When it comes to Christians taking action to change society, the role of the pastor is critical. If Christian social action is to be godly and effective, the pastor must play his part well.
Church circles are still divided today about the role of Christians in social action. Some believe Christians should not get involved in social issues. (This group is probably shrinking, or at least is less vocal than it used to be.) The second camp believes Christians should get involved, although there is disagreement as to how to go about it. But at least all in this camp agree on the necessity for social action.
If Christians are to be involved in social action (and I personally believe they should), then what should be the role of the local pastor? What should pastors do? Preach on issues? Lead the street march against abortion?
Ephesians 4:11-16 offers some guidelines on this issue:
And He Himself gave some to be apostles, some prophets, some evangelists, and some pastors and teachers, for the equipping of the saints for the work of ministry, for the edifying of the body of Christ, till we all come to the unity of the faith and of the knowledge of the Son of God, to a perfect man, to the measure of the stature of the fullness of Christ; that we should no longer be children, tossed to and fro and carried about with every wind of doctrine, by the trickery of men, in the cunning craftiness of deceitful plotting, but, speaking the truth in love, may grow up in all things into Him who is the head — Christ — from whom the whole body, joined and knit together by what every joint supplies, according to the effective working by which every part does its share, causes growth of the body for the edifying of itself in love.
Here we see very clearly that the role of pastors is, among other things, to equip the saints. The purpose of this equipping is so that people will no longer be “tossed to and fro and carried about with every wind of doctrine.”
Nothing here indicates how the pastor should equip the saints. It merely says he should be doing it, along with the prophets, evangelists, and teachers. This seems to indicate that there is some flexibility in the way pastors might be involved in social action.
There are some pastoral actions that we can identify. The first of these is teaching. If nothing else, the shepherd of God’s people should guide the people by offering teaching that indicates what’s wrong in the world. By so doing, he highlights issues and offers Biblical solutions to them.
Secondly, the pastor must lead by example. While he may teach certain things, the pastor must also practice what he preaches. If the pastor is against abortion, then he ought to preach as to what should be done about it. Maybe from time to time it is necessary to demonstrate publicly against abortion; so the pastor can march at the head of his flock in the demonstration. If an issue arises in the legislative chambers of the nation, then maybe the pastor needs to write to elected representatives and advise them of their God-ordained duties and responsibilities. And maybe his letter can be a draft for the rest of the congregation.
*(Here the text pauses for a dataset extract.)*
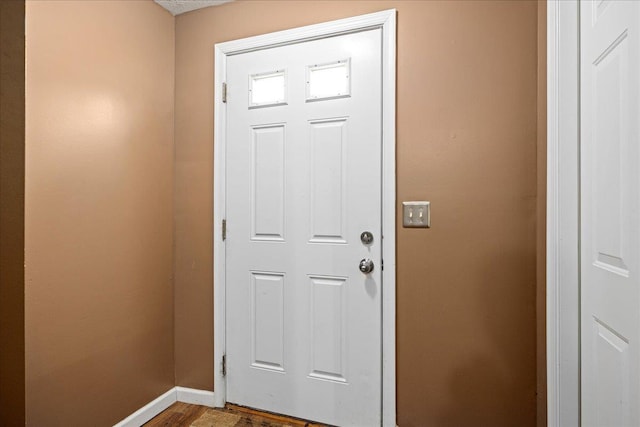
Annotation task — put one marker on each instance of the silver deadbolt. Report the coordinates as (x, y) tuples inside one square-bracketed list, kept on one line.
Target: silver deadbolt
[(366, 266), (366, 237)]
Thirdly, the pastor can encourage his flock to put into practice those things he teaches from the Bible. Is it necessary for children to have a Christian education? Then let’s encourage the parents to get their children out of public schools and into Christian or home-schools. Should individuals bear arms for their own protection? The pastor can clearly encourage gun ownership, or at least encourage the right to bear arms for those who believe they should own guns. He would discourage disarmament and encourage the passage of laws that allow Biblical practice to be followed.
The pastor has a very important role to play in social action. This is not something that can be ignored and put aside. At the heart of it is the very foundation of the role of the pastor. He must equip the saints. This has implications for every area of life, wherever the saints must be involved, at work, at home, in the local community, and in the nation.
Should the pastor neglect his duty at this point, it is easy to see the outcome. The saints will not be able to determine bad doctrine; they will be tossed about by different opinions, unable to provide God’s solutions to the issues of life.
So we need to encourage and pray for our pastors, that they might indeed be the shepherds of God’s people, so that we all may grow in knowledge and understanding and “might grow up in all things into Him.”
- Ian Hodge
Ian Hodge, Ph.D. (1947–2016) was a long-term supporter of Chalcedon and an occasional contributor to Faith for All of Life. He was also a business consultant in Australia, USA, Canada, and New Zealand, and a prominent piano teacher in Australia.